慢性肝炎患者18名,肝硬変患者56名,剖検された肝硬変患者70名,癌性腹膜炎患者36名を対象とし,肝硬変の浮腫発症機序を,腎性因子,内分泌因子を中心に検討した.さらに四塩化炭素の注射あるいはTIVC狭窄により肝硬変状態をラット,家兎およびイヌに作製し,浮腫の発症機序を検討し次の結果を得た.
1) 剖検例の観察で肝硬変における腹水貯留量は2175±560mlであり,血清クレアチニンは2.6±0.9mg/dlに上昇していた.血清総蛋白は6.5g/dl未満のものが52.6%を占め,アルブミンはさらに低値のものが多く, 3.5g/dl未満のものが79.4%を占め,低アルブミン血症の浮腫発症に対する重要性を示唆したが,それとともに約20%の肝硬変では他の因子が引き金となつている可能性が考えられた.
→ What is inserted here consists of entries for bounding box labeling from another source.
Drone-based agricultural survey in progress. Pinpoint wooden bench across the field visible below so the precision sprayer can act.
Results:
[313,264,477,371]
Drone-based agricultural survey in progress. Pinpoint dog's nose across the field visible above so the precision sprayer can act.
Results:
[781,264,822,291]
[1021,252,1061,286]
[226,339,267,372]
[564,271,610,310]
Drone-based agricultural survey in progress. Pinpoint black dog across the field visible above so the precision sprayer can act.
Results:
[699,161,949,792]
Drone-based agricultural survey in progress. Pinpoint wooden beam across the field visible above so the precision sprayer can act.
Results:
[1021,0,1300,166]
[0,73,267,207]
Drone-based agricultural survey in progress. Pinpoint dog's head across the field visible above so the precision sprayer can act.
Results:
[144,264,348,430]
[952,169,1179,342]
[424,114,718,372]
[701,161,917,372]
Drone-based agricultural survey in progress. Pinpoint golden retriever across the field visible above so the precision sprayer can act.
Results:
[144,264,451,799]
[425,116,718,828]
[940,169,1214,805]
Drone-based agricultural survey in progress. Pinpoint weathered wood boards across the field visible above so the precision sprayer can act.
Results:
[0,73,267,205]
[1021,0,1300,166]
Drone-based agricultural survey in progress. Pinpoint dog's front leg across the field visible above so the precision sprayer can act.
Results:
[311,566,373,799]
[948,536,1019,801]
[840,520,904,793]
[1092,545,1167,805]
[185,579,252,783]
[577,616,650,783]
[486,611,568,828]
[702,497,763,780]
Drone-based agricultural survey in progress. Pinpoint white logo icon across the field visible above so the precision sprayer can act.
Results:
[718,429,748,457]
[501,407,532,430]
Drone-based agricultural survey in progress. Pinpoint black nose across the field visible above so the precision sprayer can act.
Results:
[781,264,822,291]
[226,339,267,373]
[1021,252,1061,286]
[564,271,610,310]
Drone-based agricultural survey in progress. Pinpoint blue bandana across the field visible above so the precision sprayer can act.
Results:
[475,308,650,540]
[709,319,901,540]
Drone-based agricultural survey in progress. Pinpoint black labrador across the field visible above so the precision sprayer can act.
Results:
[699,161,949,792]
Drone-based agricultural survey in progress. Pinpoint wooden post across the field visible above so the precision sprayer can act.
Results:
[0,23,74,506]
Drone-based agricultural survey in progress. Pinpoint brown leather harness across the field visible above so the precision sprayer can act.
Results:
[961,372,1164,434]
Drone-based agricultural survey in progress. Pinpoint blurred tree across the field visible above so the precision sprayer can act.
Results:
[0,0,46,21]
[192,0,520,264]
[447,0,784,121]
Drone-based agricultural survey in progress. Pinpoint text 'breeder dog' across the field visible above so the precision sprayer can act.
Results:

2) 肝硬変の進行とともに腎機能が低下するがこの際GFRの低下に比しRPFが一層著明に低下しているものが多かつた.このような腎機能の低下は,腎の形態学的変化が比較的に軽度であることから,腎血行動態の変化に基づく機能的な因子による面がつよいと考えられた.
3) 四塩化炭素による肝障害ラットにおいて腹水の貯留がなくとも,腎皮質血流量の低下を認め,その部位でレニンが著増して,その場でA IIも測定出来ることから,腎血行動態の変化から生じたレニンの増加が,その場でA IIをつくり,それが逆に腎血行動態に影響を及ぼしてくる可能性が示唆され,浮腫の増悪に関係すると考えられた.
4) R-A系は他の浮腫疾患と異なり, PRSの低下が著明であり,そのためレニン-レニン基質反応がPRSの影響を受ける結果となり,産生されるレニンに比し生じるA IIが少なめであり,その上副腎皮質,血管壁のリセプターは反応性が低下しているため, A IIの全身効果をうるために一層レニン産生が増加しなければならず,一方出来たレニンは腎内で腎血行動態に悪影響をおよぼすこととなり,このようなR-A系の“からまわり現象”が浮腫の増悪因子となると考えられた.
5) 塩〓ADHおよびPAは高いもの低いものとがあり,全例で増加しているとは限らず,肝硬変の浮腫のpermissive roleを果しているにすぎないと考えられた。
以上の成績より,肝硬変の浮腫は,低アルブミン血症と門脈圧亢進とが引き金となり,それに続いて腎血行動態の変化を生じ,腎機能の低下とともにレニンの産生が刺激され,さらにアルドステロンおよびADHの分泌が促進されて浮腫の増悪がおこると考えられる.このような変化の過程において,肝硬変ではレニン基質の低下のためにA II産生に異常を来たし,さらにその影響を受ける副腎および血管側にも変化があるためR-A系のからまわり現象を生じ,諸ホルモンの肝における代謝障害も加わり一層複雑な状態となつていると考えられる.